CUB (CUDA UnBound) equivalent of thrust::gather

Due to some performance issues with the Thrust libraries (see this page for more details), I am planning on re-factoring a CUDA application to use CUB instead of Thrust. Specifically, to replace the thrust::sort_by_key and thrust::inclusive_scan calls). In a particular point in my application I need to sort 3 arrays by key. This is how I did this with thrust:

thrust::sort_by_key(key_iter, key_iter + numKeys, indices);
thrust::gather_wrapper(indices, indices + numKeys, 
      thrust::make_zip_iterator(thrust::make_tuple(values1Ptr, values2Ptr, values3Ptr)),
      thrust::make_zip_iterator(thrust::make_tuple(valuesOut1Ptr, valuesOut2Ptr, valuesOut3Ptr))
);

where

key iter is a thrust::device_ptr that points to the keys i want to sort by
indices point to a sequence (from 0 to numKeys-1) in device memory
values{1,2,3}Ptr are device_ptrs to the values i want to sort
values{1,2,3}OutPtr are device_ptrs to the sorted values

With the CUB SortPairs function I can sort a single value buffer, but not all 3 in one shot. Problem is I don't see any CUB "gather-like" utilities. Suggestions?

EDIT:

I suppose I could implement my own gather kernel, but is there any better way to do this other than:

template <typename Index, typename Value> 
__global__ void  gather_kernel(const unsigned int N, const Index * map, 
const Value * src, Value * dst) 
{ 
    unsigned int i = blockDim.x * blockIdx.x + threadIdx.x; 
    if (i < N) 
    { 
        dst[i] = src[map[i]]; 
    } 
}

The non-coalesed loads and stores make me chringe, but it probably unavoidable without a known structure on map.

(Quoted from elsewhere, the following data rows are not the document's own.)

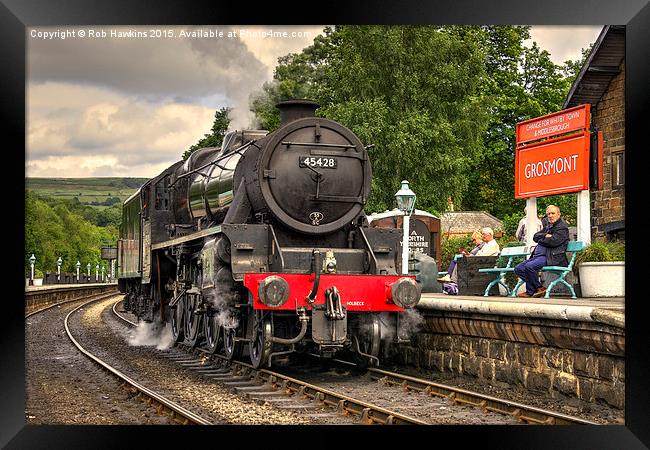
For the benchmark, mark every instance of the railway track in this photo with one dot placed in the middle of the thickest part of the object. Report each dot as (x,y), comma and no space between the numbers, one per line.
(40,308)
(163,405)
(274,387)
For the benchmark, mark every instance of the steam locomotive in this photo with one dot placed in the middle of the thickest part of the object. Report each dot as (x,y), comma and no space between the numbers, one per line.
(262,246)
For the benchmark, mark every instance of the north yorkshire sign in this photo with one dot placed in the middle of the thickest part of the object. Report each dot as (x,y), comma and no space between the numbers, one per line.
(552,155)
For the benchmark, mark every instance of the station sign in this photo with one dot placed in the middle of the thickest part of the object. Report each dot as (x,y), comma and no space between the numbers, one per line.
(552,155)
(561,122)
(420,237)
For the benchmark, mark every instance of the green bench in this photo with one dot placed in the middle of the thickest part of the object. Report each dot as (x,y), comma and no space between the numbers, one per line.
(511,253)
(573,247)
(444,272)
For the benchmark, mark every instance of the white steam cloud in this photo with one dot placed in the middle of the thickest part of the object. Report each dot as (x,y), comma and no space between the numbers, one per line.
(152,335)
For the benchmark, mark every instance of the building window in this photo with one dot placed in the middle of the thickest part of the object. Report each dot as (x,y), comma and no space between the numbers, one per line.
(618,169)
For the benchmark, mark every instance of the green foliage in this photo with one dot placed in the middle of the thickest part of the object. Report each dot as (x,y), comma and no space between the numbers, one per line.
(449,248)
(601,251)
(54,230)
(215,138)
(510,223)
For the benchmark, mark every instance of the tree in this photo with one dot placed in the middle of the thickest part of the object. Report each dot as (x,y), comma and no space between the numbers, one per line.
(55,231)
(439,103)
(214,139)
(522,83)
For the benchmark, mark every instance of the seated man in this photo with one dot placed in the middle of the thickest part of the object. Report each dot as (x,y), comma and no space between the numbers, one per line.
(551,247)
(491,247)
(478,244)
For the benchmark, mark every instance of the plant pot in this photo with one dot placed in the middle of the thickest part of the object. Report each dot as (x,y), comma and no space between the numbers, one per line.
(602,279)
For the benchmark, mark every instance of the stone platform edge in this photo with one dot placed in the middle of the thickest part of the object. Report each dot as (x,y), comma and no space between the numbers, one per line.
(608,314)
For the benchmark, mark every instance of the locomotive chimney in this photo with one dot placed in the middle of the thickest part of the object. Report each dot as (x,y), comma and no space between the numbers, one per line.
(296,109)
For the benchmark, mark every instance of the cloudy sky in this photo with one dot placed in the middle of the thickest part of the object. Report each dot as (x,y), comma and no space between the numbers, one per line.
(128,101)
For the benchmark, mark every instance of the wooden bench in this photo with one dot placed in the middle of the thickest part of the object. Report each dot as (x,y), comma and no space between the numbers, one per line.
(442,273)
(511,253)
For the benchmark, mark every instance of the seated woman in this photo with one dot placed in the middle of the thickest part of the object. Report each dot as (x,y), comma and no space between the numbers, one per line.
(477,240)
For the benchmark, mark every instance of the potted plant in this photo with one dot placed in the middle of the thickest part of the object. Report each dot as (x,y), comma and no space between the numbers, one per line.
(601,268)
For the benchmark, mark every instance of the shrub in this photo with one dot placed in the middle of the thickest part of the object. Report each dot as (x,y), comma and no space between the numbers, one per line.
(600,251)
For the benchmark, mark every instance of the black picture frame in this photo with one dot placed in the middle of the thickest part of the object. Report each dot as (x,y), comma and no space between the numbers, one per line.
(16,16)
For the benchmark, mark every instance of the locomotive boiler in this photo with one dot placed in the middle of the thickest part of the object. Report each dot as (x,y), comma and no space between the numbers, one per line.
(262,246)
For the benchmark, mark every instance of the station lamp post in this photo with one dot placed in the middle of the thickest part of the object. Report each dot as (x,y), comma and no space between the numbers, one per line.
(32,260)
(58,269)
(406,202)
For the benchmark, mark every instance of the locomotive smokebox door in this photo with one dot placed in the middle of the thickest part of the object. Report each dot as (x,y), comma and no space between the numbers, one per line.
(327,331)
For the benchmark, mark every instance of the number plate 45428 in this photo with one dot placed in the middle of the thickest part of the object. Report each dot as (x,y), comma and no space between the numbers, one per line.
(324,162)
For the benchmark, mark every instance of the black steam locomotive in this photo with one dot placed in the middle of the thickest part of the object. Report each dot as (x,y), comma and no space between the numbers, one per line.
(263,245)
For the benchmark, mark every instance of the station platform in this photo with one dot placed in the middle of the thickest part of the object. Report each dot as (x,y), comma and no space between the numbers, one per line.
(607,310)
(49,287)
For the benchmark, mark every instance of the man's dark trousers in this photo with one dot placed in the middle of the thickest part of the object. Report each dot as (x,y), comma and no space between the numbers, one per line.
(528,271)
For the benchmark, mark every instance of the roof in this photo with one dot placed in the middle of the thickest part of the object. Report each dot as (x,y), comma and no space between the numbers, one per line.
(396,212)
(602,64)
(466,222)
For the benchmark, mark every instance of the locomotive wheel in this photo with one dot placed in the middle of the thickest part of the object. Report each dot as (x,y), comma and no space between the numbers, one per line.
(192,321)
(177,313)
(213,331)
(260,345)
(369,339)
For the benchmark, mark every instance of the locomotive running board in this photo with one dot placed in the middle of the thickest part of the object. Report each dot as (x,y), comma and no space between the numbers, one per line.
(189,237)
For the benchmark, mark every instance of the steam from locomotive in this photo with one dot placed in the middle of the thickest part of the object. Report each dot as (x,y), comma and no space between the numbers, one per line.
(262,246)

It seems what you want to achieve depends on thrust::zip_iterator. You could either

only replace thrust::sort_by_key by cub::DeviceRadixSort::SortPairs and keep thrust::gather, or
zip values{1,2,3} into array of structures before using cub::DeviceRadixSort::SortPairs

update

After reading the implementation of thrust::gather,

$CUDA_HOME/include/thrust/system/detail/generic/gather.inl

you can see it is only a naive kernel like

__global__ gather(int* index, float* in, float* out, int len) {
  int i=...;
  if (i<len) { out[i] = in[index[i]]; }
}

Then I think your code above can be replaced by a single kernel without too much effort.

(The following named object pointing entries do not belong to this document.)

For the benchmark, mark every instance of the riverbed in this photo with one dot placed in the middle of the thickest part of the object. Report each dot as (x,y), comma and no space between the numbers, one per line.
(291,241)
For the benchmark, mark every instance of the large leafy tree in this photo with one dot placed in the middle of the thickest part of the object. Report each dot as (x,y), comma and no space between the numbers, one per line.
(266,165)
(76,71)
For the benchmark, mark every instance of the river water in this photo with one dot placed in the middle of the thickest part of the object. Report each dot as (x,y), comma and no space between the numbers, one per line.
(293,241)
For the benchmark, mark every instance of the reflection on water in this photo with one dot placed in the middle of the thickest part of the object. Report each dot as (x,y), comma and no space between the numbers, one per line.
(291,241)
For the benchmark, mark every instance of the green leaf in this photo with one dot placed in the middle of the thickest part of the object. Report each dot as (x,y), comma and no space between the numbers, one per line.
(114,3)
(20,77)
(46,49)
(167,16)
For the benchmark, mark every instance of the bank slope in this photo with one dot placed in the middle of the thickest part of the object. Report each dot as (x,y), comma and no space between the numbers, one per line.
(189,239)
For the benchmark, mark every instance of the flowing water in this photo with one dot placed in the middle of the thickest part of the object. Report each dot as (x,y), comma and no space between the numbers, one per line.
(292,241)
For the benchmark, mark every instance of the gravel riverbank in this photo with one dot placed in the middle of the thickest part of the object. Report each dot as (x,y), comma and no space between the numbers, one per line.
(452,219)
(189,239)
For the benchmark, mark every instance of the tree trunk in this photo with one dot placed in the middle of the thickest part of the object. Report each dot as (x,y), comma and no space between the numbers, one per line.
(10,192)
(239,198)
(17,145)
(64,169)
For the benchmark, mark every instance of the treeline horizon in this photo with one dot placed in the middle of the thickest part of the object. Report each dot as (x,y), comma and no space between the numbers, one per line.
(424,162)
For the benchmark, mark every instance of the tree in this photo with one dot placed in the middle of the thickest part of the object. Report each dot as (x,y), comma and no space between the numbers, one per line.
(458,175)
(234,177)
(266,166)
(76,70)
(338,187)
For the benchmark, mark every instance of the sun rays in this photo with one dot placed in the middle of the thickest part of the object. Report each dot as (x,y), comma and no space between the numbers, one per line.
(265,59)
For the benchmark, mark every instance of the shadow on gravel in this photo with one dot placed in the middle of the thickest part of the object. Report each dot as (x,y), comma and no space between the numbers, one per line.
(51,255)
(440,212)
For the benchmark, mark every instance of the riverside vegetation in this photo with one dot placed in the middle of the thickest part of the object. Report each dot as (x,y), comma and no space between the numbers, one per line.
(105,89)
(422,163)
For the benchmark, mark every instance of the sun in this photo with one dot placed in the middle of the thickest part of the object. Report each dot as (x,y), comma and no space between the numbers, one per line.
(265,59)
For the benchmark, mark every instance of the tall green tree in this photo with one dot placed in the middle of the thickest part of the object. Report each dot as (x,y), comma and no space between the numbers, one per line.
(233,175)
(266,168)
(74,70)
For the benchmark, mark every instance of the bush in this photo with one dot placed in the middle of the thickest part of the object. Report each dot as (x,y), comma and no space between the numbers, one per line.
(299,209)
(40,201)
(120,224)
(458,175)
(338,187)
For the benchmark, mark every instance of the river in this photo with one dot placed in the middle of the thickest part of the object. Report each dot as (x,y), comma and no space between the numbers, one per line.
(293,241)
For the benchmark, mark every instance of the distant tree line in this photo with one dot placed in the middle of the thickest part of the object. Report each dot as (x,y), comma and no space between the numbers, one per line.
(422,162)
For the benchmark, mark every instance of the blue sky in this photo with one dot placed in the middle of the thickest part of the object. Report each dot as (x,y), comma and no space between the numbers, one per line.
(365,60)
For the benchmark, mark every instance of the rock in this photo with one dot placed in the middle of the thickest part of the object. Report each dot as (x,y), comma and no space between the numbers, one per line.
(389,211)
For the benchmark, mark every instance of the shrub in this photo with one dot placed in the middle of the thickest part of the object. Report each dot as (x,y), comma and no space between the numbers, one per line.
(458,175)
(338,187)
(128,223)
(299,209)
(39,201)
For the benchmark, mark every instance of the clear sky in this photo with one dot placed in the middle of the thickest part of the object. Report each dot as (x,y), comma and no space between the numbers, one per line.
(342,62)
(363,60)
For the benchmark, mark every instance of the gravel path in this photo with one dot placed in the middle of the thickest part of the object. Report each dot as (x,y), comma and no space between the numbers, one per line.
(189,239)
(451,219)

In this kernel, you could first use the CUB block-wize primitive cub::BlockRadixSort<...>::SortBlockedToStriped to get the sorted indices stored in registers and then perform a naive re-order copy as thrust::gather to fill values{1,2,3}Out.

Using SortBlockedToStriped rather than Sort can do coalesced writing (not for reading though) when copying the values.